An important difference between non-dramatised fictional zero-degree narrators and implied authors is that the former unlike the latter are fictionally responsible for the narration of the work. This difference is particularly prominent in cases of unreliable narration. In those cases, as in cases with dramatised narrators, the narrator is the one who is unreliable, while the implied author (if one chooses to use this concept), or the real author, communicates the ›actual‹ intentions. The crucial question is how this invisible and hardly detectable fictional narrator comes into the narrative to begin with. The answer to this question is clear if one assumes, as I claim in this article, that every fictional narrative makes it implicitly fictionally true that it is narrated: the fictional narrator is an indirectly generated fictional truth, an implication by readers, taking the narrative to be a prop in a game of make-believe. He, she, or it is, if you will, a fictionally implied narrator – with all that this entails. The common arguments against the implied fictional narrator disregard the fictionality of the matter: Fictional narrators are always based on fictional truths, generated in games of make-believe, and the only evidence for a fictional narrator is therefore always merely fictional. If it is impossible to imagine that the fictional work is narrated, then the work is not a narrative.

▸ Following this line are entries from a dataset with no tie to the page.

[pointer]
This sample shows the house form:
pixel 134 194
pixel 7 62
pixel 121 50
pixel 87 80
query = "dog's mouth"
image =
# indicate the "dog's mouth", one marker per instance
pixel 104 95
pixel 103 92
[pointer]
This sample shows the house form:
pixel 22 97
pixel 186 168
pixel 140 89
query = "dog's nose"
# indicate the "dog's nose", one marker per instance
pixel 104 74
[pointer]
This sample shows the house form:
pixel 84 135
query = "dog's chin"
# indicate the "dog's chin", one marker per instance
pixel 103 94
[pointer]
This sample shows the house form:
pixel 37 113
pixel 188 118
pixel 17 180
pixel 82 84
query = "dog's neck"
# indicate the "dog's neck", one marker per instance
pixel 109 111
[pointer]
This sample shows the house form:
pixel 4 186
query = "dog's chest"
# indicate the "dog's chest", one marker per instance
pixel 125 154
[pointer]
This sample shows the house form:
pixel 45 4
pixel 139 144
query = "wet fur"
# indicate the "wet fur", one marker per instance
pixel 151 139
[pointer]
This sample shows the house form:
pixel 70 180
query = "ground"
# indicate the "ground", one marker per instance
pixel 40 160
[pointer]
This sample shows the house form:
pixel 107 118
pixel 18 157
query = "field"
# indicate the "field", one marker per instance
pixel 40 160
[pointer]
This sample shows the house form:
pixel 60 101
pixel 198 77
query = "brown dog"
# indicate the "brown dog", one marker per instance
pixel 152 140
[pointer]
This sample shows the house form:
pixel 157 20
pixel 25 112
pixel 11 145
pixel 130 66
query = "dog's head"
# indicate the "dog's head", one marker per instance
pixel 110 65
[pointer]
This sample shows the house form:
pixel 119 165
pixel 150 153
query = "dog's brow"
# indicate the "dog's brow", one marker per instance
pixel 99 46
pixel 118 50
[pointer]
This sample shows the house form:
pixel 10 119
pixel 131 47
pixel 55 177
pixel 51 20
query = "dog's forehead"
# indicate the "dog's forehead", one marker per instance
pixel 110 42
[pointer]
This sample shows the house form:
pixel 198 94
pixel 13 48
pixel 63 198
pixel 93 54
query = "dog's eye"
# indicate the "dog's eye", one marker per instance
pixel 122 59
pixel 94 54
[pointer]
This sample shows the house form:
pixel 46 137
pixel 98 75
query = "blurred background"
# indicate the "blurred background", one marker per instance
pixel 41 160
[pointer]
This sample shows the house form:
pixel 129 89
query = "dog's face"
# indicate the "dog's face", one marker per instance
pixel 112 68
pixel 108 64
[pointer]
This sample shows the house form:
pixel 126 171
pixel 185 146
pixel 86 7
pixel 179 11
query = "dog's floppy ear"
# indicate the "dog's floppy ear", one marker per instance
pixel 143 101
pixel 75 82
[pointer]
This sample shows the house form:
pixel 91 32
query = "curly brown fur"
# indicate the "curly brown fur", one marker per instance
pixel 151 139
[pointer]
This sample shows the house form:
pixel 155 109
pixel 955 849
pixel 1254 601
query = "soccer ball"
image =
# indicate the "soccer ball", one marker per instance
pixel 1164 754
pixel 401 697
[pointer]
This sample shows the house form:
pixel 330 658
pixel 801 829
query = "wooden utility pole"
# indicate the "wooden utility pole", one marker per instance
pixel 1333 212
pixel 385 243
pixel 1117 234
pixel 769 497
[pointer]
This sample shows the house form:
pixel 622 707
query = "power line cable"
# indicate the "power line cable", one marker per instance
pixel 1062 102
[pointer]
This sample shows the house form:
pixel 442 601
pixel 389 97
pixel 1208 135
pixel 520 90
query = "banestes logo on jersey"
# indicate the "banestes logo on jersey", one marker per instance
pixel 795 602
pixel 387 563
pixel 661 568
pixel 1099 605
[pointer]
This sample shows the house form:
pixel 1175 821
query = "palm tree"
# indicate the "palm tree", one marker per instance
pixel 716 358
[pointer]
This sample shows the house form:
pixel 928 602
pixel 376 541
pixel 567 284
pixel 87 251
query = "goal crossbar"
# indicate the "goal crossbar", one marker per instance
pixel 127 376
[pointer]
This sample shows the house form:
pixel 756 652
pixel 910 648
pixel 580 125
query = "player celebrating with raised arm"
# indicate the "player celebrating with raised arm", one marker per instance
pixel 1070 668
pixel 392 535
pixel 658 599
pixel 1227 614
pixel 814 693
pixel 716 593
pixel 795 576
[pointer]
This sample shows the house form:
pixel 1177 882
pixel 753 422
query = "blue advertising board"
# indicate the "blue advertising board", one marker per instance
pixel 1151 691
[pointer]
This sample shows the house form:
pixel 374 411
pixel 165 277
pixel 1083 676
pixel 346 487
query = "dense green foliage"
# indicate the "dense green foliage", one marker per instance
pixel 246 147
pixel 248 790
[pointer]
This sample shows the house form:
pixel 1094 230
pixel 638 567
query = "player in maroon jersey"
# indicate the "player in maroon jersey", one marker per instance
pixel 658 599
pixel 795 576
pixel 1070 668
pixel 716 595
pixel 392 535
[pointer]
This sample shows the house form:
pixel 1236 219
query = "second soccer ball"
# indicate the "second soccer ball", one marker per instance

To round off my argument, I would like to point out that one of the great theoretical advantages of an understanding of a fictional narrator based on a theory of fiction as make-believe (for which I have argued for here) is the retention of the narratological concept of the narrator. This is in keeping with an epistemological tradition of narratology where covert narrators have been used with great analytical success for many decades. Thus, my advice is not to throw the narrator out with the fictional bathwater and to remember that the fictional water makes the narrator fictional – with all that this entails.